Museum Subak berlokasi di desa Sanggulan, Kecamatan
Kediri Kabupaten Tabanan, tepatnya 20 Km dari arah barat kota Denpasar.
Dipilihnya desa ini sebagai tempat museum subak adalah atas pertimbangan
bahwa Subak Rijasa di kabupaten Tabanan pada tahun 1979 pernah meraih
juara nasional dalam program intensifikasi yang mengangkat nama Bali di
tingkat Nasional. Kedua, Kabupaten Tabanan adalah kabupaten yang
memiliki lahan sawah yang paling luas di Bali, sehingga dijuluki Lumbung
Beras pulau Bali. Pertimbangan ketiga, kabupaten Tabanan memiliki
jumlah subak paling banyak dibandingkan dengan kabupaten lainnya. Maksud
lainnya adalah mengembangkan wilayah tersebut sebagai kawasan kunjungan
yang dapat dipadukan dengan objek wisata Tanah Lot. Luas lahan
seluruhnya setelah ditambah 6 hektar lagi adalah 8 hektar yang
dipergunakan oleh tiga lembaga yang mempunyai kaitan erat satu sama
lain.
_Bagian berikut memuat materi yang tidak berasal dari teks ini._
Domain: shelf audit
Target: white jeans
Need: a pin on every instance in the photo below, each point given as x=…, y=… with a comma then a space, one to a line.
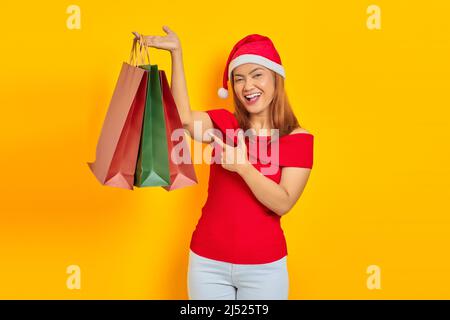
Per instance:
x=210, y=279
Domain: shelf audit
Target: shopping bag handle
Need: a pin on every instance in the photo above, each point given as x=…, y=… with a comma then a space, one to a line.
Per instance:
x=138, y=43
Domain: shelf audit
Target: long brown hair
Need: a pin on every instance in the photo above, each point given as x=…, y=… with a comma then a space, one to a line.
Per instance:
x=281, y=115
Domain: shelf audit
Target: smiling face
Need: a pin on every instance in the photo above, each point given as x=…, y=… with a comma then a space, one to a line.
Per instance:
x=254, y=86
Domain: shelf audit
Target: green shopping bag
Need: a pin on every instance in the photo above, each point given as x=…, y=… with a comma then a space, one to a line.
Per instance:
x=152, y=167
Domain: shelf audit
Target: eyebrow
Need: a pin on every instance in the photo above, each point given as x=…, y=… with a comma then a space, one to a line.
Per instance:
x=249, y=72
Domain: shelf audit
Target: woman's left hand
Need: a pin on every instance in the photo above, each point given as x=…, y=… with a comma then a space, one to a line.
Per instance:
x=233, y=158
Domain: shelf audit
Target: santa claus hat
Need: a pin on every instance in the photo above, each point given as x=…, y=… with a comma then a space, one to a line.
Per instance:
x=254, y=48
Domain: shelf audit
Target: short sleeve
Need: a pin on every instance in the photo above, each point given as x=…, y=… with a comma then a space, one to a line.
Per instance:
x=222, y=120
x=296, y=150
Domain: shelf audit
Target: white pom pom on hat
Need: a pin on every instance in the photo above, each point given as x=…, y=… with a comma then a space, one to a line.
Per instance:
x=253, y=48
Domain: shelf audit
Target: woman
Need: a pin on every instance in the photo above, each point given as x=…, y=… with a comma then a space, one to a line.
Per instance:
x=238, y=249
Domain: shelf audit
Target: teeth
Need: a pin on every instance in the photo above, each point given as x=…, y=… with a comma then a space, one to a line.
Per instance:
x=253, y=95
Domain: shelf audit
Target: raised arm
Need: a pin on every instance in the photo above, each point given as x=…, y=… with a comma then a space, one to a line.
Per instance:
x=179, y=91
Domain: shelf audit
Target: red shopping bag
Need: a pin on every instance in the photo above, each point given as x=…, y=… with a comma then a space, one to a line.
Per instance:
x=181, y=174
x=118, y=144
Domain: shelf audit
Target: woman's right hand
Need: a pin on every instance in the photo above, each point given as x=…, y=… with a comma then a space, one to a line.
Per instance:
x=169, y=42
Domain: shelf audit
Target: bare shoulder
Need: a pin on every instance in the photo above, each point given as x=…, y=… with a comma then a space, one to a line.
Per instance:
x=299, y=130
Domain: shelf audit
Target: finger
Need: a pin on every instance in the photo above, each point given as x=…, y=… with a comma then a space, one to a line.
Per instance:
x=217, y=139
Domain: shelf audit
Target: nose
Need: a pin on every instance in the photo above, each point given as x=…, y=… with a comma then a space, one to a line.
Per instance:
x=248, y=85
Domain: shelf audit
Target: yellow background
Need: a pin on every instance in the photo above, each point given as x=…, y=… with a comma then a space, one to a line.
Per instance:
x=377, y=102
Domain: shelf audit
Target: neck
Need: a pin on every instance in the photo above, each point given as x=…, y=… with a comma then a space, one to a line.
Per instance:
x=260, y=121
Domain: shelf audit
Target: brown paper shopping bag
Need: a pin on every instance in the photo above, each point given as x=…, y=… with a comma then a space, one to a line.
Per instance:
x=118, y=144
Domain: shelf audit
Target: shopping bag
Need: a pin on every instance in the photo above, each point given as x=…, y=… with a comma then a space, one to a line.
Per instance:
x=152, y=168
x=182, y=173
x=118, y=144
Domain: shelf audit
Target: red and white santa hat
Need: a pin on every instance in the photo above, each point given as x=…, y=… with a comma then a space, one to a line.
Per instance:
x=253, y=48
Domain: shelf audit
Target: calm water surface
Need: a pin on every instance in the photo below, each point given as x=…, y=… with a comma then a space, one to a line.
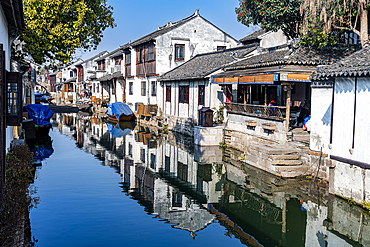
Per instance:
x=106, y=186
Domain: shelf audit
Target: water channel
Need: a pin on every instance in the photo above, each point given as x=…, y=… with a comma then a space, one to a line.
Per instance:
x=128, y=185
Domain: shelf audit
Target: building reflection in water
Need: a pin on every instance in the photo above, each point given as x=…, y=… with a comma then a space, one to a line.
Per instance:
x=192, y=187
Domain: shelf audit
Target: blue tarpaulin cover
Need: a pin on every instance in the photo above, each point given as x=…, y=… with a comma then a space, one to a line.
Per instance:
x=118, y=108
x=40, y=94
x=40, y=114
x=116, y=131
x=42, y=152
Lembaga tersebut adalah Sasana Budaya, Museum Subak, dan Pusat
Latihan Pengolahan Air atau Water Management Training Center.
Ketiga
lembaga tersebut di atas bergabung
pada satu areal yang luasnya 8
hektar, yang diberi nama “Mandala Mathika Subak”. Sistem ini sangat
terkenal di mancanegara karena memiliki sistem pengairan serupa seperti
Fai di Thailand dan Zangera di Filipina dengan gaung dan spesifikasinya
tidak seperti subak yang ada di Bali. Dengan semakin berkembangnya
teknologi sekarang, dikhawatirkan akan berpengaruh terhadap segala aspek
kehidupan manusia dan sistem subak sendiri. Bila ini terjadi pada suatu
saat, subak yang merupakan aset budaya yang telah mengidentifikasikan
masyarakat Bali akan sulit dilacak. Kekhawatiran para pencipta budaya
ini pertama kali dicetuskan oleh I Gusti Ketut Kaler yang pada awalnya
mengusulkan untuk melestarikan sebuah subak guna dijadikan Cagar Budaya.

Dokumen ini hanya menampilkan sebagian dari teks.